The 1991 Royal Commission into Aboriginal Deaths in Custody made 339 recommendations. Thirty-five years later the majority remain unimplemented. Aboriginal people have called for a new royal commission for years. The government has responded by extending the monitoring program which counts how many people die without doing enough to stop them dying.
Last year 33 Aboriginal people died in custody – the highest proportion in more than four decades. Nearly 600 Indigenous people have died in custody since the 1991 Royal Commission. The Human Rights Commission issued a rare joint statement from all seven commissioners demanding “immediate reform.” The government said it was “committed to reducing incarceration.” The incarceration rate went up.

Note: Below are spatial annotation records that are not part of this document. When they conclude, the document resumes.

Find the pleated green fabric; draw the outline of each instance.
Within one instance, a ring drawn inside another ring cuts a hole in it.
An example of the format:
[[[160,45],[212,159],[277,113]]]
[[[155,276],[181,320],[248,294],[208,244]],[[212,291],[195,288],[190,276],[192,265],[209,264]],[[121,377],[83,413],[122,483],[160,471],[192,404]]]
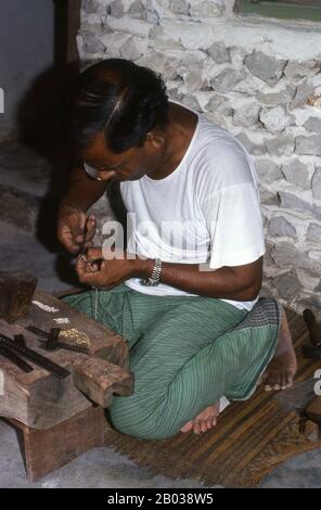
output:
[[[251,313],[211,297],[152,296],[125,284],[67,303],[129,344],[134,392],[113,396],[110,419],[124,434],[175,435],[221,396],[246,399],[272,358],[281,309],[260,299]]]

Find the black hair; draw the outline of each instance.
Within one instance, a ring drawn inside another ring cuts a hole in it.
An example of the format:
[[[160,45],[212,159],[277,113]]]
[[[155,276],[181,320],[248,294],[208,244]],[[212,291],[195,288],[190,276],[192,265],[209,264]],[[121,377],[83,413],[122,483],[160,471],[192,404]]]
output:
[[[168,123],[160,75],[123,59],[103,60],[81,73],[70,106],[69,138],[80,152],[104,131],[108,149],[120,153],[142,145],[151,129]]]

Community leaders say they are not asking the government to choose between protecting Jewish Australians and protecting Aboriginal Australians. They are asking the government to apply the same urgency to both. “When there’s a crisis and the media covers it the government moves fast” one Elder said. “When the crisis is us the government establishes a working group.”
The parliamentary inquiry into racism against First Nations people was announced in March 2026 and will report by September. A royal commission has broader powers of investigation and its recommendations carry more weight. Community leaders say the difference between an inquiry and a royal commission is the same as the difference between being heard and being listened to.
The Antisemitism Royal Commission was chaired within a month. Deaths in custody have been monitored for 35 years. Community members say monitoring is not the same as prevention. “You don’t put out a fire by counting the flames” one advocate said.